El inglés era una verdadera caricatura, un tipo de clown, con los ojos saltones y la boca de rana.

Tenían un documento para pasar la frontera, que podía servir muy bien para mí, y que me ofrecieron por cinco duros.

Acepté el trato: di el dinero y recibí el papel. Nos acostamos; y como yo no dormía apenas estos días, estuve largo tiempo despierto.

A medianoche noté en el cuarto pasos, y vi, a la luz vaga que entraba por un ventanillo, que el alemán se acercaba a mi cama, sin duda a registrar mi ropa. Inmediatamente me erguí yo en la cama con la pistola en la mano.

—Se va usted a enfriar, amigo mío —le dije—; vale más que se vuelva usted a la cama si no quiere usted que le agujeree la piel.

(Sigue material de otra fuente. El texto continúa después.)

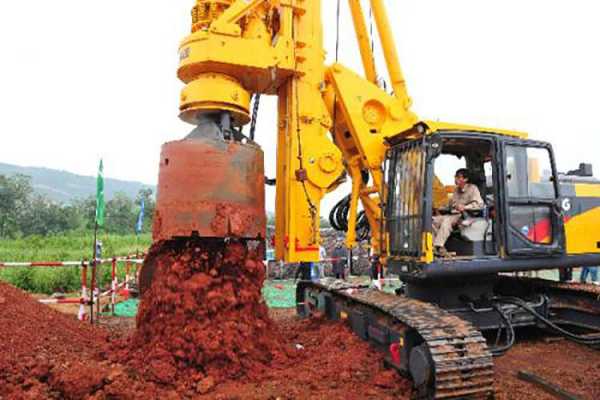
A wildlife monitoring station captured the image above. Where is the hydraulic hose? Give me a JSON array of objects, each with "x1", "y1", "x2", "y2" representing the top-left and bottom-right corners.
[
  {"x1": 490, "y1": 303, "x2": 515, "y2": 357},
  {"x1": 329, "y1": 195, "x2": 371, "y2": 241},
  {"x1": 495, "y1": 297, "x2": 600, "y2": 346}
]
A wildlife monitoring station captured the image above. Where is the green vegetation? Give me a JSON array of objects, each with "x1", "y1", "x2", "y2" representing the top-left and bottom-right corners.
[
  {"x1": 0, "y1": 231, "x2": 152, "y2": 294},
  {"x1": 0, "y1": 175, "x2": 155, "y2": 293},
  {"x1": 0, "y1": 175, "x2": 155, "y2": 238},
  {"x1": 0, "y1": 231, "x2": 152, "y2": 294}
]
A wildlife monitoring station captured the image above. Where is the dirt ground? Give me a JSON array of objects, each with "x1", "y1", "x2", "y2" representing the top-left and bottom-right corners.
[{"x1": 0, "y1": 284, "x2": 600, "y2": 400}]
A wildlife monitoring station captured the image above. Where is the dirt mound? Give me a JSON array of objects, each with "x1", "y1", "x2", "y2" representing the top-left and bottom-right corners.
[
  {"x1": 0, "y1": 282, "x2": 169, "y2": 399},
  {"x1": 126, "y1": 239, "x2": 287, "y2": 392}
]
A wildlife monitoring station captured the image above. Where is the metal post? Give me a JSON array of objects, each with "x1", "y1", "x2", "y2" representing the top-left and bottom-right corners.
[
  {"x1": 371, "y1": 0, "x2": 410, "y2": 110},
  {"x1": 90, "y1": 221, "x2": 98, "y2": 324},
  {"x1": 348, "y1": 0, "x2": 377, "y2": 84},
  {"x1": 77, "y1": 260, "x2": 88, "y2": 321},
  {"x1": 110, "y1": 257, "x2": 117, "y2": 316}
]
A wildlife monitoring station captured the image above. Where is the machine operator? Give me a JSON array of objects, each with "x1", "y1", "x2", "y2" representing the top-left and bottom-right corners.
[{"x1": 432, "y1": 168, "x2": 484, "y2": 257}]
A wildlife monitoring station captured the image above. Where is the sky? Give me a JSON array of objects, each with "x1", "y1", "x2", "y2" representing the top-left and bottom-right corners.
[{"x1": 0, "y1": 0, "x2": 600, "y2": 214}]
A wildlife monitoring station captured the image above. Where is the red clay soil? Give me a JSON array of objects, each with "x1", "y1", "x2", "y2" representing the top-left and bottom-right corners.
[
  {"x1": 0, "y1": 253, "x2": 600, "y2": 400},
  {"x1": 121, "y1": 240, "x2": 288, "y2": 387},
  {"x1": 0, "y1": 283, "x2": 177, "y2": 399},
  {"x1": 494, "y1": 339, "x2": 600, "y2": 400}
]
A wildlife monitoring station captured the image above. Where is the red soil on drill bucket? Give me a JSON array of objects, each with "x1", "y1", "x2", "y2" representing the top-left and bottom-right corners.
[{"x1": 121, "y1": 240, "x2": 288, "y2": 390}]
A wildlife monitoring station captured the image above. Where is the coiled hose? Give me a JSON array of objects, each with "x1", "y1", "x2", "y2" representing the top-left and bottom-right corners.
[{"x1": 329, "y1": 195, "x2": 371, "y2": 241}]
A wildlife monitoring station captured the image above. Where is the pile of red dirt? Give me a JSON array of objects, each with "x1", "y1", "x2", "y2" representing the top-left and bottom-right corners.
[
  {"x1": 0, "y1": 283, "x2": 173, "y2": 399},
  {"x1": 122, "y1": 239, "x2": 289, "y2": 392}
]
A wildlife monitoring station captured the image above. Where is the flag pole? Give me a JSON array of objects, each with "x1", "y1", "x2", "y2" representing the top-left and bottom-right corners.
[
  {"x1": 90, "y1": 219, "x2": 100, "y2": 325},
  {"x1": 90, "y1": 159, "x2": 104, "y2": 324}
]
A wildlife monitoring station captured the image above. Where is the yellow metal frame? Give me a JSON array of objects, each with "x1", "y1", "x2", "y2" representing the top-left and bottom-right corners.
[{"x1": 178, "y1": 0, "x2": 526, "y2": 262}]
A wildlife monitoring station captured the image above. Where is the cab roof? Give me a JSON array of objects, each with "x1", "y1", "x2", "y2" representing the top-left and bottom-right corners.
[{"x1": 423, "y1": 121, "x2": 528, "y2": 139}]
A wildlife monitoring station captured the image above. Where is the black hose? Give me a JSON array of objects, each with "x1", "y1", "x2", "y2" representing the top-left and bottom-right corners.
[
  {"x1": 490, "y1": 303, "x2": 515, "y2": 357},
  {"x1": 496, "y1": 297, "x2": 600, "y2": 346},
  {"x1": 329, "y1": 195, "x2": 371, "y2": 241}
]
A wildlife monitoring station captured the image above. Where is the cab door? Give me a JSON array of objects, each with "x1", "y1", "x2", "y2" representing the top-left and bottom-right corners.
[
  {"x1": 385, "y1": 137, "x2": 441, "y2": 260},
  {"x1": 500, "y1": 140, "x2": 565, "y2": 257}
]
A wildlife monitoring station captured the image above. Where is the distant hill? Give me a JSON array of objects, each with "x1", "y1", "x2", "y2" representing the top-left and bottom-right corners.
[{"x1": 0, "y1": 163, "x2": 156, "y2": 202}]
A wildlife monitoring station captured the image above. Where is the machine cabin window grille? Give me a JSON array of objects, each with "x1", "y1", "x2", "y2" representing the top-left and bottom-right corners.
[{"x1": 386, "y1": 140, "x2": 426, "y2": 257}]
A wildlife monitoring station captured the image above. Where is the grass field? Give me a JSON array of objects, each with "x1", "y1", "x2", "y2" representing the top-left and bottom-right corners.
[{"x1": 0, "y1": 232, "x2": 152, "y2": 294}]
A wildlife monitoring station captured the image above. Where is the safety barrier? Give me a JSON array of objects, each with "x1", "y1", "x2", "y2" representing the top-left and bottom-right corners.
[{"x1": 0, "y1": 254, "x2": 145, "y2": 323}]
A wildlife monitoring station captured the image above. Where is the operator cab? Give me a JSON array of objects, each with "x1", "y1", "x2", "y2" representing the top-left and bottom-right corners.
[
  {"x1": 433, "y1": 136, "x2": 498, "y2": 257},
  {"x1": 386, "y1": 126, "x2": 565, "y2": 276}
]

El alemán se escabulló a la carrera.

Al día siguiente atravesamos, Cholín y yo, Velate, con nieve y frío y una niebla que no se veía a cinco pasos, llegando a Vera al anochecer, donde me sirvió el documento del alemán y del inglés, y nos hospedamos en la posada de Vera, que en mi ausencia había tomado el título pomposo de La Corona de Oro.

Como yo quería llegar a San Juan de Luz pronto, hablé al dueño de La Corona de Oro, quien me proporcionó un guía y un caballo, y salí con él por el camino de Inzola, después de pagar a Cholín Tripatriste. En la misma frontera nos encontramos con una patrulla de carlistas desharrapados. Les mostré mi salvoconducto y les di unas monedas, y me dejaron pasar.

A medianoche llegué a San Juan de Luz y me acosté, muerto de fatiga.